To understand Nicolas Sarkozy's plan to make French companies hand staff special bonuses of €1,000 (Dh5,343) a head if they raise the dividends they pay shareholders, it is first necessary to step into his shoes.
Forget this is the same French president who was, not so long ago, railing against "unjustified" bonuses paid to people in banking. That was music to most people's ears.
Remember instead he is a deeply unloved politician facing possible humiliation at the hands of the socialists - or, worse, Marine Le Pen's populist far right - when voters decide a year from now who should occupy the Elysee Palace for the next five years.
Mr Sarkozy has tried sounding tough on crime but has failed to persuade the French they are safe from violent criminals. He promises stringent curbs on immigration only for his government's efforts to be mocked by Ms Le Pen, who would be a great deal stricter.

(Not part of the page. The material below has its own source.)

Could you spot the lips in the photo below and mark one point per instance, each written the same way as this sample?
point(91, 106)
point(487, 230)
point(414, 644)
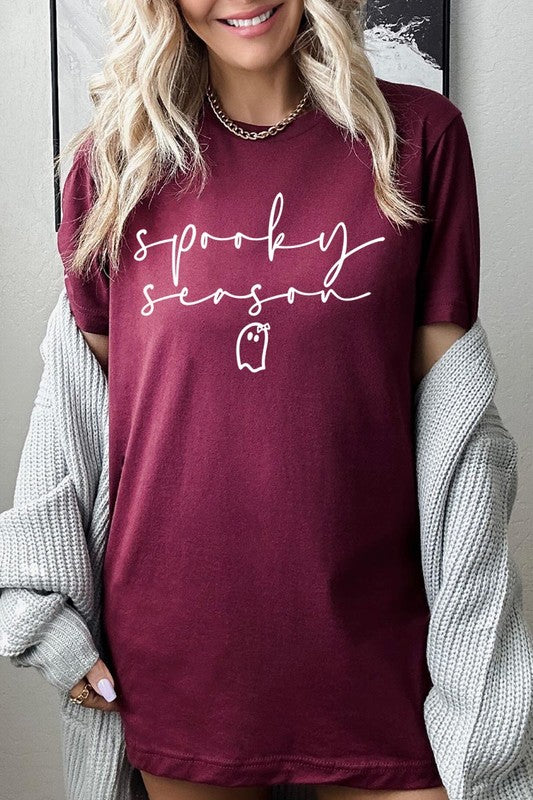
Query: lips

And he talks about improving the lot of the man in the street just as the man is wondering whether he can any longer afford to fill up his car.
It is perhaps just as well the idea of giving workers special bonuses, recognising their workplace contributions at the same time as boosting spending power, quickly became entangled in ministerial muddle. The employers' organisation Medef at first reacted in horror after Francois Baroin, the president's budget minister, said on radio the bonus would be "a simply device, the amount not yet finalised … at least €1,000".
"Incomprehensible" was the verdict of Laurence Parisot, Medef's president, as employers counted the likely cost. An economist calculated many medium sized firms would exhaust their entire profits if paying out such a sum to each of, say, 300 employees.
Then Christine Lagarde, the economy minister, tried to calm troubled waters by describing Mr Baroin's figure as a cap, not a starting point. Ms Parisot sighed with relief but, all the same, critics were lining up.
"Wake up Marx, they've all become fools," thundered Christine Kerdel, the assistant editor of the right-wing magazine L'Express. It was a "false good idea", an attempt to deal with unfairness but, in common with many pledges made for electioneering purposes, not the right solution, she said.
The big companies could afford it, Ms Kerdel argued, but even with state help, the vast majority of businesses - 1.6 million of them - were small concerns struggling to emerge from crisis. Far better than a gimmick that could damage French industrial competitiveness, she added, would be to reduce the level of state deductions from salaries (33.3 per cent of gross salary, compared with 29.8 per cent in Germany).
The confusion left some wondering about the fate of Mr Sarkozy's plan. But at a meeting of mayors in the Ardennes, north-eastern France, he promised to put flesh on the bones of the initiative within days.
And when it came, it stipulated companies employing 50 people or more would be obliged to pay bonuses to their staff if they also raised dividends, while smaller companies would make payments on a voluntary basis.
If the idea was to attract working-class voters, early signs were unpromising. One union leader said the idea was divisive, splitting workers between haves and have-nots depending on company performance.
Another pointed out almost half the working population had jobs in the smaller businesses, exempt from compulsion. A Medef official representing smaller companies (250 staff or fewer) said the proposal made no sense and simply amounted to yet one more burden.
But on a factory visit before his speech to mayors, Mr Sarkozy was unapologetic, saying firms announcing big dividends should also be required to negotiate rewards for their staff.
"When there is recovery, I say it is normal that employees from whom we have asked a lot during the crisis should benefit," he said. "I will not back down on that principle."
He has not left himself much time to make the scheme work, impress the notoriously hard-to-please French and turn principle into presidential votes.